On pourrait répondre à cela que le fait d’associer des processus neurologiques à une quelconque immatérialité est une idée inconsistante. On pourrait aussi fortement douter de l’étrange ressemblance entre ce qui se passerait dans notre tête et l’expression orale ou écrite que nous en ferions. En effet, nous manquons de la preuve que l’un est la cause de l’autre. Nous ne savons pas ainsi si les mots prononcés dans notre tête sont identiques aux mots que nous prononçons dans notre bouche ou que nous utilisons pour écrire. Ce n’est pas que la relation entre les deux ne peut pas être connue, il ne s’agit pas d’un non-savoir ou d’un non-encore-savoir, mais d’un insavoir qui infonde transcendentalement la possibilité de tout savoir. On ne peut même pas parler d’opacité tant la clarté n’est pas hors de notre portée, mais n’est pas.
De plus, il faut se tenir à la matérialité de la pensée c’est-à-dire au fait que si la relation entre la pensée dans notre tête est hors de notre tête et indéterminée alors la pensée hors de notre tête est matérielle de part en part puisqu’elle a besoin d’un support d’inscription c’est-à-dire du papier, d’un ordinateur, etc. Ceci permet de comprendre que les théoriciens de l’art n’expliquent pas les œuvres d’art que les artistes feraient sans savoir pourquoi ils le font. En tant que théories explicatives ces théories n’expliquent rien, mais en tant que convergence entre la non-pensée d’une pensée (praticien discursif) et la non-pensée d’une œuvre (praticien artistique), elle explique non l’œuvre à rendre sensible, mais dit la jointure entre les deux. Il n’y a donc pas lieu de définir les relations entre la théorie et l’art comme un commentaire ou une justification, mais plutôt de voir des opacités parallèles qui sont autant de conditions de possibilité, attracteurs obscurs et polarités disjonctives.

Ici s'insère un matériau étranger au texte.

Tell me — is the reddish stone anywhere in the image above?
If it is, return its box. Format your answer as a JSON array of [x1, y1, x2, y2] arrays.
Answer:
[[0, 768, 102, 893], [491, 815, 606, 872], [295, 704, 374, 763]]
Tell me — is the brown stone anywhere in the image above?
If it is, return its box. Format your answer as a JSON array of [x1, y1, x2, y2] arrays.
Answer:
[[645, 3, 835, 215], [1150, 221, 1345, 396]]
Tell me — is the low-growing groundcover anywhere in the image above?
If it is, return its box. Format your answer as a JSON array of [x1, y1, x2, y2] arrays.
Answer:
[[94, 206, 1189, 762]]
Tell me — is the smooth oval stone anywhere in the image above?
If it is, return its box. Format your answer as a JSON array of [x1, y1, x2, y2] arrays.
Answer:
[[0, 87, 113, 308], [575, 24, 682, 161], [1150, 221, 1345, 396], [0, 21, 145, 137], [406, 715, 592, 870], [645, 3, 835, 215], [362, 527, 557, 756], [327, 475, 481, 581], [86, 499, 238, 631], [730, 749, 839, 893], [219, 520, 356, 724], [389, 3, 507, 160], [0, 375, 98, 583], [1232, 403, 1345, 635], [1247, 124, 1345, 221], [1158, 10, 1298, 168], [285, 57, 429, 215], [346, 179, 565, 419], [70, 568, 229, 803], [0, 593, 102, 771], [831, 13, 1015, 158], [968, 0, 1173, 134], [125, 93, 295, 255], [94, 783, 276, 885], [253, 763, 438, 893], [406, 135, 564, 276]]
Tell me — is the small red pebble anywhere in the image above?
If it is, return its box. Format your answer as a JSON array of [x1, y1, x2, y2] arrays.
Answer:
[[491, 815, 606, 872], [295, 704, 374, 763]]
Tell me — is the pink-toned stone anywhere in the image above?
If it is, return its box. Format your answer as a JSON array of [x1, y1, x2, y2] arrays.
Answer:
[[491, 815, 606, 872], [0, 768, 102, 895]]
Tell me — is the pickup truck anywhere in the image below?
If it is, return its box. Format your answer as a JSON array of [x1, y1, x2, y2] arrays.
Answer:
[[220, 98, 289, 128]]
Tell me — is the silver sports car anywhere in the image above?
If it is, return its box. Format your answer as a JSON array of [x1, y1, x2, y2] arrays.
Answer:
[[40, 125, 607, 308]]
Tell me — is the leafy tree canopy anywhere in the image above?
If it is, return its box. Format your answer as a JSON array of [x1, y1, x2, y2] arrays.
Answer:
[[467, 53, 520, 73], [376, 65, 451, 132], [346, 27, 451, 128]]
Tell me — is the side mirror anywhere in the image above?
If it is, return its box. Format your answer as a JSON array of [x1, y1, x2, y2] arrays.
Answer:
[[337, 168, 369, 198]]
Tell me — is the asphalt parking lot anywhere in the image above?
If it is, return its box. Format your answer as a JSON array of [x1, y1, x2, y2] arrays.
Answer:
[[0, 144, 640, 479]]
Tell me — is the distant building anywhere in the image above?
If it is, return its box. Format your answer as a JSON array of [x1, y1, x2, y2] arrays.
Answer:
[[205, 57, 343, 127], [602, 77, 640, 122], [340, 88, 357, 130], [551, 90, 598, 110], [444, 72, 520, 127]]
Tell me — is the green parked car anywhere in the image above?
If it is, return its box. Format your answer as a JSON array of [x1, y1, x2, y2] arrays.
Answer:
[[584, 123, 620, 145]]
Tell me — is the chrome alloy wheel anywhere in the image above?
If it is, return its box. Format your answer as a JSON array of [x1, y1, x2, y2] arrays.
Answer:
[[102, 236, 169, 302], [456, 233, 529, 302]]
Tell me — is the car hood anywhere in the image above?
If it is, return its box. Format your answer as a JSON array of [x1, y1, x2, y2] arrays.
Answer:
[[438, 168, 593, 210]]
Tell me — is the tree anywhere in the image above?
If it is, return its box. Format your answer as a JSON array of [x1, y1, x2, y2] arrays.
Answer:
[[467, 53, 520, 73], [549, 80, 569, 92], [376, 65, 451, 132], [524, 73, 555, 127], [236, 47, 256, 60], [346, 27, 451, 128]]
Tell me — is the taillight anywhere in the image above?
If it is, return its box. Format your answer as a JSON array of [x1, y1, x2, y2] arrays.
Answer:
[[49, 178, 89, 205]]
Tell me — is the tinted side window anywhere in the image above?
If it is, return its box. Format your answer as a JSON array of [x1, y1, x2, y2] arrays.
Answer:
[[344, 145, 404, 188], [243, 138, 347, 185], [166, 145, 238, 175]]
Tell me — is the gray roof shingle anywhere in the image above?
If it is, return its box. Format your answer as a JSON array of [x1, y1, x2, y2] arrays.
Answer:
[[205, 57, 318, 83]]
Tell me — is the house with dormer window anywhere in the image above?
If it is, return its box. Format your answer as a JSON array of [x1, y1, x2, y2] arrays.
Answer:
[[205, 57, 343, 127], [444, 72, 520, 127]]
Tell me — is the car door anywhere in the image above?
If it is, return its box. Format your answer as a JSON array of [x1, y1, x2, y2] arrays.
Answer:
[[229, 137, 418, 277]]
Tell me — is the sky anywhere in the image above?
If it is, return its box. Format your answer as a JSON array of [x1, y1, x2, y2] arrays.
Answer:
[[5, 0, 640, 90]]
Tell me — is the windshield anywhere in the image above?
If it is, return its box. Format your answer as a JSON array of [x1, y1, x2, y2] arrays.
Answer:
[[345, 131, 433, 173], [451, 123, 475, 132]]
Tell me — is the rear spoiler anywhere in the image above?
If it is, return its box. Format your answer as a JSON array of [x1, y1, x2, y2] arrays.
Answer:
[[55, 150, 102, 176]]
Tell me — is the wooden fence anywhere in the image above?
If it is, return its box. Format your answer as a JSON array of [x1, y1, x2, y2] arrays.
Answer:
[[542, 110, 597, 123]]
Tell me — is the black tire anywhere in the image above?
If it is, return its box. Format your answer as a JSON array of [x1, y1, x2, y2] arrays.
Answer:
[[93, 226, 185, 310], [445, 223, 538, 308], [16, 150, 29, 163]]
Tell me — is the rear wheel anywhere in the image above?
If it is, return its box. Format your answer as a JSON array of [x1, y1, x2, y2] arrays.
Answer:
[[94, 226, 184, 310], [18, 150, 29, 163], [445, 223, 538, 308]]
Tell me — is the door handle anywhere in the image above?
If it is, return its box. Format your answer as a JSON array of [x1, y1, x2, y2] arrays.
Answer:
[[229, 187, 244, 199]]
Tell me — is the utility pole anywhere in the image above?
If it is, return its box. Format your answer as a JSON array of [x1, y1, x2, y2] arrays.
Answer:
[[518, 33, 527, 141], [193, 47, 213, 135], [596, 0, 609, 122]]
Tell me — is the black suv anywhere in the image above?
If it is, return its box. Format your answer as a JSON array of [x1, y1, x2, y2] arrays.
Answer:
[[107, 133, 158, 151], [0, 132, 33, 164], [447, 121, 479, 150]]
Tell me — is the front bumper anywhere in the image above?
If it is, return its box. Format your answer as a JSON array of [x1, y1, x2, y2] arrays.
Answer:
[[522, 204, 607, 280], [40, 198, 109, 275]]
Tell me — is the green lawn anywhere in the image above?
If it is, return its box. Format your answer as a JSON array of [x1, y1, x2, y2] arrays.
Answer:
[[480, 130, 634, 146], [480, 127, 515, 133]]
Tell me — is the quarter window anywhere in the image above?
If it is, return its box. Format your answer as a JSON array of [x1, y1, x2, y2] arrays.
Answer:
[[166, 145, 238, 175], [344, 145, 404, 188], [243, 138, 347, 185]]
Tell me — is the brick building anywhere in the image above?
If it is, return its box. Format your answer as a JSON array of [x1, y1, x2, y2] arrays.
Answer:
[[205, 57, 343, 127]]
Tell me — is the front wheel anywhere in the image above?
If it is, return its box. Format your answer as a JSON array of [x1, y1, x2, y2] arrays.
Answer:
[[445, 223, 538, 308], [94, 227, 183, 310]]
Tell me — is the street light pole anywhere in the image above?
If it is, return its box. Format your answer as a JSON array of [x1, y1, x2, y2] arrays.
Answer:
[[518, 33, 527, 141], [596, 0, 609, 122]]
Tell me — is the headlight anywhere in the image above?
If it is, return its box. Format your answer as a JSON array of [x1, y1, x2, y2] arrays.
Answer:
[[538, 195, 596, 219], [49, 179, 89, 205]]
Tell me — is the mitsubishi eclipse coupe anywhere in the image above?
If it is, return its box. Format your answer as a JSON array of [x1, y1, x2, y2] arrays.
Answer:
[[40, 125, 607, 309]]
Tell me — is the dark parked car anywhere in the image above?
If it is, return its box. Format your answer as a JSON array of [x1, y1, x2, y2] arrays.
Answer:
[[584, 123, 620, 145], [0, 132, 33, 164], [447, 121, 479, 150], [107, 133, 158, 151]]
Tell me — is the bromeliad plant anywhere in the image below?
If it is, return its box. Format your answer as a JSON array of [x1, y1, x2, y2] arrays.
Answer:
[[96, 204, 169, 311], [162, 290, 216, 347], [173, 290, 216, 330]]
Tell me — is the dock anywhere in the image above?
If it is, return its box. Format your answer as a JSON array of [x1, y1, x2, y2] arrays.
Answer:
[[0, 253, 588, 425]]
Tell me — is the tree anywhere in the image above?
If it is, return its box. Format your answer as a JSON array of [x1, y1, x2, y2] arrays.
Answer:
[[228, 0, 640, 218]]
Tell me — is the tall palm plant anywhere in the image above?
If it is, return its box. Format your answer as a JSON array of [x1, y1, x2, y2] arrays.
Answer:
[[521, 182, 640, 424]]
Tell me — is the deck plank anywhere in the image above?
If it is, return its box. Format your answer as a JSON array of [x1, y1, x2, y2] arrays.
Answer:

La pensée tout comme l’œuvre sont toujours du dehors et c’est d’ailleurs, je crois, ce que nous recherchons en les réalisant. Nous recherchons à créer quelque chose d’autre que nous-mêmes. Il n’y a pas pire médiocrité que de rechercher à s’exprimer et à mettre en dehors de soi ce qu’on croit avoir à l’intérieur de soi, car ce serait méconnaître le néant dont nous sommes tissés. Il y a une joie toute légère et apathique à observer nos actions et à produire ce qui ne devrait pas exister et qui n’est ni l’expression de soi ni la simple répétition de ce qui existe déjà dans le monde, mais l’apparition d’une différence, aussi infime soit-elle, et c’est cette légère variation, cette légère déclinaison qui forment le cœur de l’œuvre.